Research from Queen’s University shows major traumatic injury increases risk of mental health disorders, including suicide.

A new study headed by Queen’s University researcher Dr. Chris Evans has revealed people who experience major injuries requiring hospitalization, such as those caused by car crashes and falls, have a much higher risk of being admitted to hospital for mental health disorders. Results showed that this group is at a higher risk of suicide as well.

The study was published in the Canadian Medical Association Journal (CMAJ), and supported by data from the Institute of Clinical Evaluative Sciences Queen’s.

“Major trauma was associated with a 40 per cent increased rate of hospital admission for one or more mental health diagnoses,” says Dr. Evans (Emergency Medicine). “The most common mental health diagnoses were alcohol abuse, other drug abuse disorders, and major depressive disorders.”

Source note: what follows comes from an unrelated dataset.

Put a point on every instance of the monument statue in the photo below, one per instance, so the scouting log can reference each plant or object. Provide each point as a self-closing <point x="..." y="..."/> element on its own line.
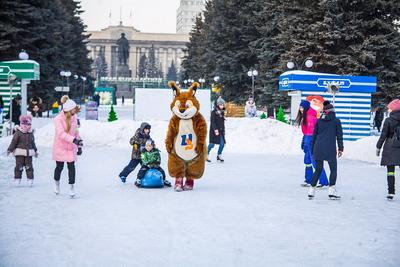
<point x="123" y="49"/>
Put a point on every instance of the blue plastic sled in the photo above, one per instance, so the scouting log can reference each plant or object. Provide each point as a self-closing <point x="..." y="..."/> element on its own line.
<point x="152" y="179"/>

According to Dr. Evans, there is a lack of evidence on the link between major injury and later mental health issues. This large study, based on more than 19,000 patients in Ontario, contributes to the literature on this important topic. The majority of participants who had experienced major trauma were male (70.7 per cent), lived in urban areas (82.6 per cent), and had accidental injuries (89 per cent) rather than intentional.

These factors along with low socioeconomic status, location, and surgical treatment for these injuries were associated with higher admissions for mental health issues. Researchers found that children and youth under 18 years of age had the largest increase in admissions for one or more mental health issues after injury. Suicide is also higher in people with major physical injury, with 70 suicides per 100,000 patients per year.

“Patients who suffer major injuries are at significant risk of increased admissions to hospital with mental health diagnoses in the years after their injury and also have high suicide rates during this period,” says Dr. Evans.

The authors urge that mental health supports should be offered to all trauma victims, with special attention to high-risk patients, including children and youth.

Queen’s University researcher Dallas Seitz (Psychiatry) was a co-author on the paper.